With both, I reckon you need to do an intro course or have an experienced person there to show you how it is done -- to get correct speed, penetration, safety and minimize warp. Those stress tests are fun to do.

In terms of safety, it's amazing how those Chinese workers do ARC with a garbage bag and sun glasses. You may as well rub your eyes with 100 grit sand paper.
Ha ha you bring back memories,Even when i was in trade school (carpentry) we had to make a sliding door,like do your frame first etc etc,I was in my early 20;s then and you had 2 young dudes just turned 16 (no brains etc etc)...Anyway it come to put the architrave near the floor on and they used 3" nails to put it on....They were wrapped and the teacher comes over when they reckoned they'd finished and tries to open the sliding door....:eek::eek: They'd put the nails straight through the architrave and the door nailing it up against the inside frame,so no slidey...The whole classed couldn't gather themselves for hours.It was a good laugh..

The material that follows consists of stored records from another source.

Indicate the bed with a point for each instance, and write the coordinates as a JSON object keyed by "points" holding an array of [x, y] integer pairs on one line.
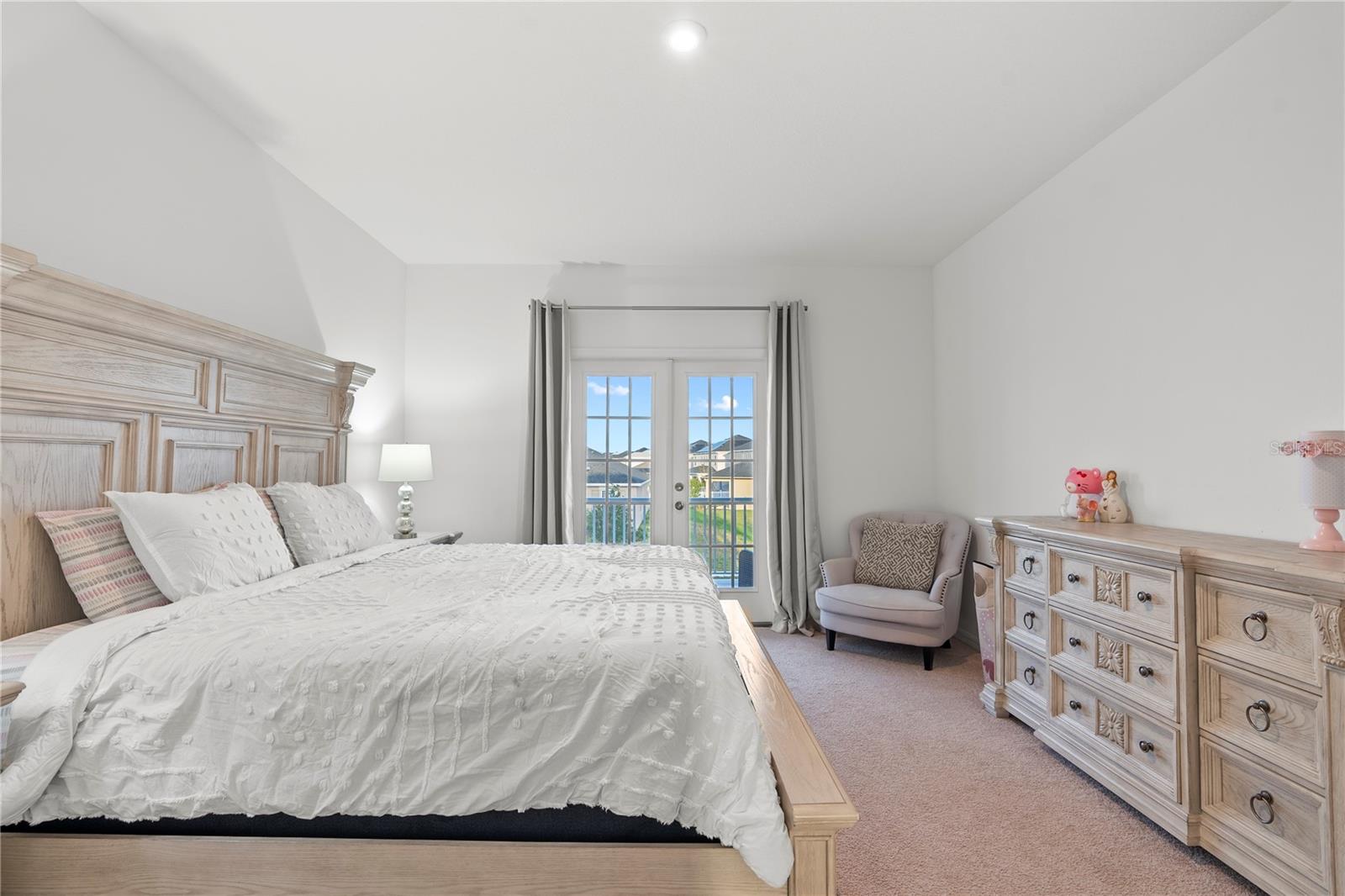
{"points": [[104, 390]]}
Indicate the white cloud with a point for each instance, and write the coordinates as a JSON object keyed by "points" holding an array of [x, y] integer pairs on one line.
{"points": [[599, 389]]}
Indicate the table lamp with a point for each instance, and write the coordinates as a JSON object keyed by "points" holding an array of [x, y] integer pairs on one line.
{"points": [[1322, 479], [405, 465]]}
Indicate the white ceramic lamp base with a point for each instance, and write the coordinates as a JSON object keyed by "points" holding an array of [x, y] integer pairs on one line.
{"points": [[1328, 537], [405, 525]]}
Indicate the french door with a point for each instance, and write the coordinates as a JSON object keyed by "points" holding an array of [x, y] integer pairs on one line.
{"points": [[665, 454]]}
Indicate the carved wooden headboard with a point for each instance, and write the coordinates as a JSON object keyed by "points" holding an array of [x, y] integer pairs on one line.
{"points": [[105, 390]]}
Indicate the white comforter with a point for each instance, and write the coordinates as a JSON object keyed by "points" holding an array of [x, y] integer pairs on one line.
{"points": [[427, 681]]}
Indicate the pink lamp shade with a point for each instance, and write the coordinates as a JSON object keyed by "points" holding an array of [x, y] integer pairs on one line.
{"points": [[1322, 483]]}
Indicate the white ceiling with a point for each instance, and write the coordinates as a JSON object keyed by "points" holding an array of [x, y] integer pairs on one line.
{"points": [[499, 134]]}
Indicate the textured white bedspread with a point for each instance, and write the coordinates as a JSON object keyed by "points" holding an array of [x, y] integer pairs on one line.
{"points": [[434, 680]]}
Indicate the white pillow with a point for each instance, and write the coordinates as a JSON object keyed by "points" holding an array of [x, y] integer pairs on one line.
{"points": [[324, 521], [205, 541]]}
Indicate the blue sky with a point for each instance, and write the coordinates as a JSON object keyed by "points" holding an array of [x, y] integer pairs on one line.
{"points": [[710, 403]]}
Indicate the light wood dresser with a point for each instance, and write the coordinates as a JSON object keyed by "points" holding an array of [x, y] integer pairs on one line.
{"points": [[1199, 677]]}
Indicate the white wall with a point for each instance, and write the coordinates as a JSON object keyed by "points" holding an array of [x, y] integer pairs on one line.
{"points": [[467, 374], [1167, 306], [114, 172]]}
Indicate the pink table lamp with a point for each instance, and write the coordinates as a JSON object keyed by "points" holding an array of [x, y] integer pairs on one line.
{"points": [[1322, 483]]}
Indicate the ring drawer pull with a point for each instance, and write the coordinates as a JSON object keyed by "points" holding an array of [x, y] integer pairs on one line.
{"points": [[1266, 799], [1263, 708]]}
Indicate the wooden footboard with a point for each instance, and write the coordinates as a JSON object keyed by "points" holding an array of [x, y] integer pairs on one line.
{"points": [[815, 810], [814, 801]]}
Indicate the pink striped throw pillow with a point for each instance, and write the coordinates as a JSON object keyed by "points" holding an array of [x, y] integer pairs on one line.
{"points": [[101, 568]]}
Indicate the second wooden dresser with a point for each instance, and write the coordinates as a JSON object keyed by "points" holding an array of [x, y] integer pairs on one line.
{"points": [[1199, 677]]}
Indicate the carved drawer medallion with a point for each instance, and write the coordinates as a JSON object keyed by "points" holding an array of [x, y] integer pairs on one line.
{"points": [[1111, 724], [1111, 656], [1109, 588], [1140, 670]]}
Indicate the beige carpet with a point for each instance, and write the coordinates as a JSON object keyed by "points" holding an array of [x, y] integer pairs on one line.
{"points": [[954, 801]]}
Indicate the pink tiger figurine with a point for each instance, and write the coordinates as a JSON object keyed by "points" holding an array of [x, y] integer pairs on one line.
{"points": [[1084, 494]]}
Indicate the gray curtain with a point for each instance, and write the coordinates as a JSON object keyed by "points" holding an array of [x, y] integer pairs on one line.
{"points": [[795, 535], [546, 501]]}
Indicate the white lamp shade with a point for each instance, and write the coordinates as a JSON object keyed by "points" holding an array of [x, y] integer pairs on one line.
{"points": [[405, 463], [1324, 475]]}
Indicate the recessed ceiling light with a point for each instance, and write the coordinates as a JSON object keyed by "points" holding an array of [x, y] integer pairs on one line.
{"points": [[685, 35]]}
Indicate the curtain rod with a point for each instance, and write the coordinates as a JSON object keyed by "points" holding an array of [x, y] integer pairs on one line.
{"points": [[672, 307]]}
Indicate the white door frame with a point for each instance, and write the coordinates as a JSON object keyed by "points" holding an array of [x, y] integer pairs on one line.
{"points": [[670, 434], [661, 465]]}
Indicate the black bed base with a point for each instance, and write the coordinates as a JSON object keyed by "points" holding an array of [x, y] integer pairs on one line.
{"points": [[569, 825]]}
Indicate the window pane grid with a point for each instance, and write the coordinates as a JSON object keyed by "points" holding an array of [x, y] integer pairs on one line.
{"points": [[618, 467], [720, 526]]}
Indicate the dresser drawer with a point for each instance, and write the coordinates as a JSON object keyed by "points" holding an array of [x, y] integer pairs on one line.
{"points": [[1281, 724], [1263, 627], [1026, 619], [1026, 564], [1142, 747], [1130, 595], [1143, 672], [1026, 681], [1270, 814]]}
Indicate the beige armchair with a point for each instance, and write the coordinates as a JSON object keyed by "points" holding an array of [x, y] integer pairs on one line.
{"points": [[926, 620]]}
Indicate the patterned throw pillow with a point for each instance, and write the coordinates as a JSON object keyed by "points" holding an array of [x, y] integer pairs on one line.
{"points": [[98, 562], [898, 555], [203, 542]]}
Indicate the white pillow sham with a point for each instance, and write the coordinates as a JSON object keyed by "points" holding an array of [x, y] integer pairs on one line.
{"points": [[323, 522], [201, 542]]}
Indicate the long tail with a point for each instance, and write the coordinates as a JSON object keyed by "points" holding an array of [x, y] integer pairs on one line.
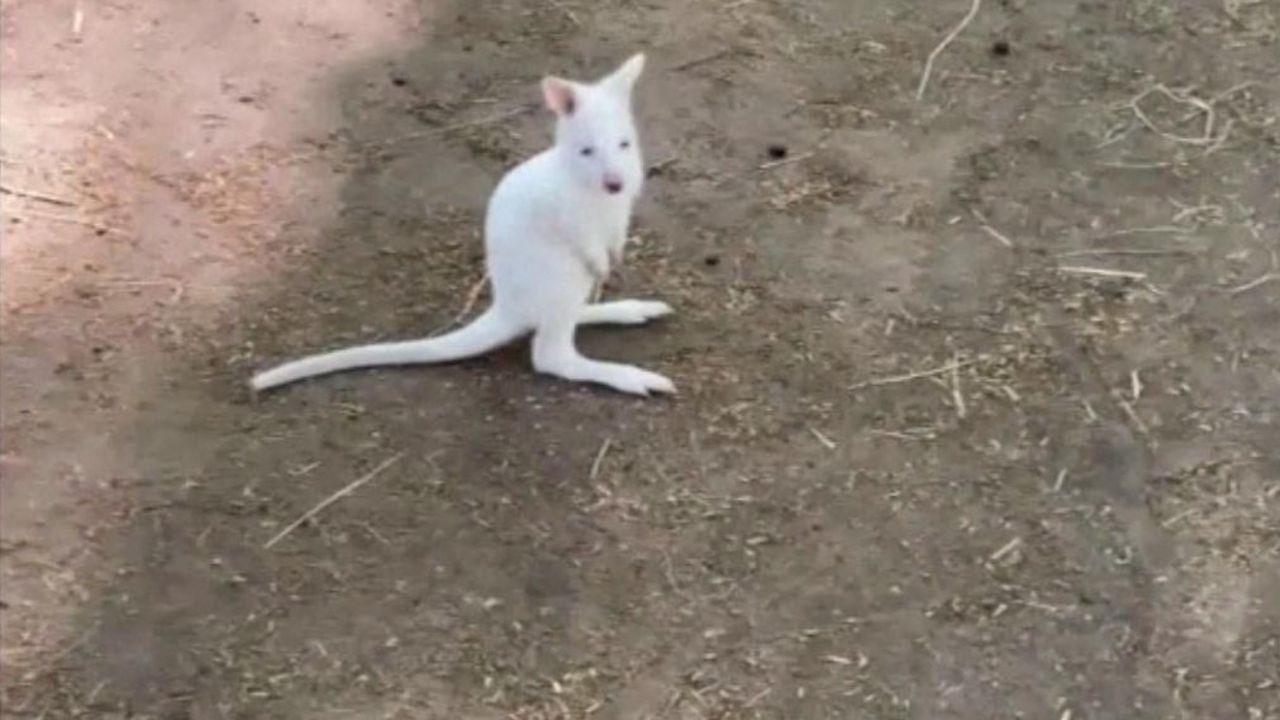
{"points": [[483, 335]]}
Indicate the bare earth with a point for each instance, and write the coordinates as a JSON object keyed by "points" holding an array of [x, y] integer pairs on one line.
{"points": [[979, 406]]}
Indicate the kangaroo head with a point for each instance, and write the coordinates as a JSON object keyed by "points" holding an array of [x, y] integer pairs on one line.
{"points": [[595, 132]]}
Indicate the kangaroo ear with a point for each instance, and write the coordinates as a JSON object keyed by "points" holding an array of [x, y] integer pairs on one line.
{"points": [[625, 77], [560, 96]]}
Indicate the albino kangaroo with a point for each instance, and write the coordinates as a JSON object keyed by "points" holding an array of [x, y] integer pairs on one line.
{"points": [[556, 226]]}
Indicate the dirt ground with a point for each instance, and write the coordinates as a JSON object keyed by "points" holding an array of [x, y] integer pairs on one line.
{"points": [[979, 406]]}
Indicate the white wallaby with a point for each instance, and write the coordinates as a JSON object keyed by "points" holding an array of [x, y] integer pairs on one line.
{"points": [[554, 228]]}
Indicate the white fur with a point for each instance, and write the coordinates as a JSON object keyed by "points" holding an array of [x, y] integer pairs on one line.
{"points": [[554, 228]]}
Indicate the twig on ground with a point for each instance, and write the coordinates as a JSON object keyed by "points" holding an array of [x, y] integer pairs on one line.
{"points": [[55, 218], [1207, 136], [1124, 251], [1274, 274], [986, 227], [1102, 272], [952, 35], [956, 395], [472, 297], [333, 499], [599, 459], [1005, 548], [909, 377], [33, 195]]}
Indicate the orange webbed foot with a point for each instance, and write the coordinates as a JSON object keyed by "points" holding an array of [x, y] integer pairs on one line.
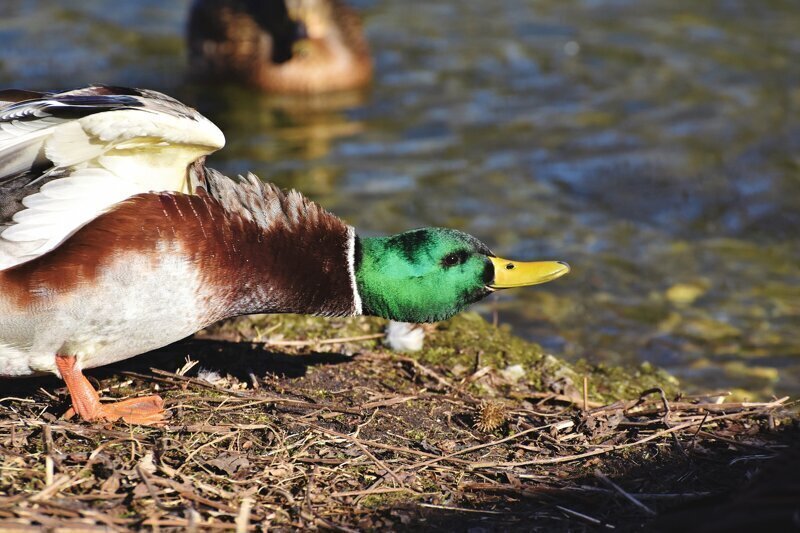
{"points": [[147, 411]]}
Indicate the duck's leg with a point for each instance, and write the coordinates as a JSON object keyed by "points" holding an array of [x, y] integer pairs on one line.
{"points": [[148, 410]]}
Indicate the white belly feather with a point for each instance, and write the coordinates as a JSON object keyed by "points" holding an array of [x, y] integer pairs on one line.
{"points": [[135, 305]]}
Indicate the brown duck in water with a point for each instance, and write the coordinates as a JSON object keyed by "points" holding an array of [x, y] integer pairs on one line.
{"points": [[285, 46]]}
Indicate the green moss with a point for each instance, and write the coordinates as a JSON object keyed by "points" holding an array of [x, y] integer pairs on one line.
{"points": [[466, 341]]}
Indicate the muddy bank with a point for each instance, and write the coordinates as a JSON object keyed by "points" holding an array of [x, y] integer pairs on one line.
{"points": [[277, 422]]}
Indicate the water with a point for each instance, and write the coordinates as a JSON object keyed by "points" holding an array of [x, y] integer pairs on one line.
{"points": [[655, 145]]}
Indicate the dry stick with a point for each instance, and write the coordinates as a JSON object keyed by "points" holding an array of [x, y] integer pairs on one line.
{"points": [[368, 492], [585, 393], [622, 491], [699, 428], [616, 447], [474, 448], [199, 448], [378, 462], [586, 517], [459, 509], [243, 518]]}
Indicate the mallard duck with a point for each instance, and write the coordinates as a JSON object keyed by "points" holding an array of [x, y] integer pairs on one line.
{"points": [[286, 46], [116, 239]]}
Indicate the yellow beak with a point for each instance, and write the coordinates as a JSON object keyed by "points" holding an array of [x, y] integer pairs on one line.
{"points": [[508, 274]]}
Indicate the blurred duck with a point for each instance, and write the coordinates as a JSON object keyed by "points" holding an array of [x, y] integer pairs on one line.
{"points": [[283, 46], [115, 239]]}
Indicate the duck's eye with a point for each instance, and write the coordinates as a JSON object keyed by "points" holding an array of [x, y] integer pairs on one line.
{"points": [[454, 259]]}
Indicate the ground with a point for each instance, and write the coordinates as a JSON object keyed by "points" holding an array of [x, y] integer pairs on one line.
{"points": [[287, 422]]}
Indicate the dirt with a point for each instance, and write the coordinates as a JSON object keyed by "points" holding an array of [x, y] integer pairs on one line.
{"points": [[275, 424]]}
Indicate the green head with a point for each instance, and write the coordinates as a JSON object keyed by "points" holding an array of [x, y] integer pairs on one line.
{"points": [[430, 274]]}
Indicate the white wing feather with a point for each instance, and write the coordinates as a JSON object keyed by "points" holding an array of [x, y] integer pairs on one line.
{"points": [[105, 157]]}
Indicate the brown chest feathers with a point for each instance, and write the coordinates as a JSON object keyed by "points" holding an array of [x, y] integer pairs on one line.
{"points": [[264, 252]]}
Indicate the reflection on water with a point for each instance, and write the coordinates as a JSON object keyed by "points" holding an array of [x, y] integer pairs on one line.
{"points": [[653, 145]]}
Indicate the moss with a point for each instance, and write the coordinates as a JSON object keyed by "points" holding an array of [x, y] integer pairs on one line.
{"points": [[466, 341]]}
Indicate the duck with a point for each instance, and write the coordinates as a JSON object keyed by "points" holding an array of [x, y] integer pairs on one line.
{"points": [[116, 239], [279, 46]]}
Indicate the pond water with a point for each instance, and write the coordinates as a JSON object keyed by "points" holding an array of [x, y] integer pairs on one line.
{"points": [[654, 145]]}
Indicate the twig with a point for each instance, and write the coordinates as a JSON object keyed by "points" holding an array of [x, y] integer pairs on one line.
{"points": [[602, 477], [616, 447]]}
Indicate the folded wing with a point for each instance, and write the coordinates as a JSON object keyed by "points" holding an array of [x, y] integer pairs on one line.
{"points": [[67, 157]]}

I was in China just before the Olympics and we were down south in Guilin...They were prettying the place up for the Olympic visitors,although it didn't need it because its a lovely place anyway..A mate and i walk past some workers down near the river,they all had bare feet,using a big angle grinder,no safety specs,hearing plugs,gloves etc etc...Anyway we watch the guy give the off-cut to the mig welder dude that had no safety gear either,apart from his straw hat (it was about 38 degree's) when he was to weld the angle in place he grabbed the mig and used his straw hat too shield from the flash :eek::eek:,We couldn't believe it....And how can you compete with that...

Cheers
 
#16
Gas MIG is great in a windless environment such as a workshop. ARC is great anywhere when you build up your skill with it. An ARC welder is more compact and would be easy to take to a mates place to weld something for him or just drag out into the yard to weld something on your rig. Don't get caught by the cheapest units on the market. There are a lot of good quality ARC welders to be found at an affordable price. I find an inverter unit is the go for what I do. I quite often find myself hanging off a catwalk 10 meters in the air welding upside down and a larger unit is just not practical. The biggest secrets are - Preparation of the area to be welded - Use the right rods - Use quality rods - Make yourself comfortable. It's very hard to get a good weld if you are off balance or shaking.
 

03hilux

4x4 Earth Contributer
#17
I do a lot of welding in my job and agree that a gasless MIG is a waste of time. If you have no experience in welding get someone else to do the job. Gas MIG welders are expensive. An ARC welder is much more affordable and you can buy quite compact units these days. They are a worthwhile addition to any shed. Maybe if you get some instruction in the use of an ARC welder and practice on smaller jobs until you become more proficient.
The reason for my original question is I have a CIG 185? gas/gasless trolley unit, ( set up for gasless atm for rust work on an old car)and my old man is a die hard ARC welding fan. I was talking about making some sliders and rebuilding my trailer, and he got me thinking.
I intend on using the GAS MIG for both, but, as i dont do alot of welding and the old man has been of the tools for 10 years, I wanted to know "modern" advice.
Thanks all for you time and the input.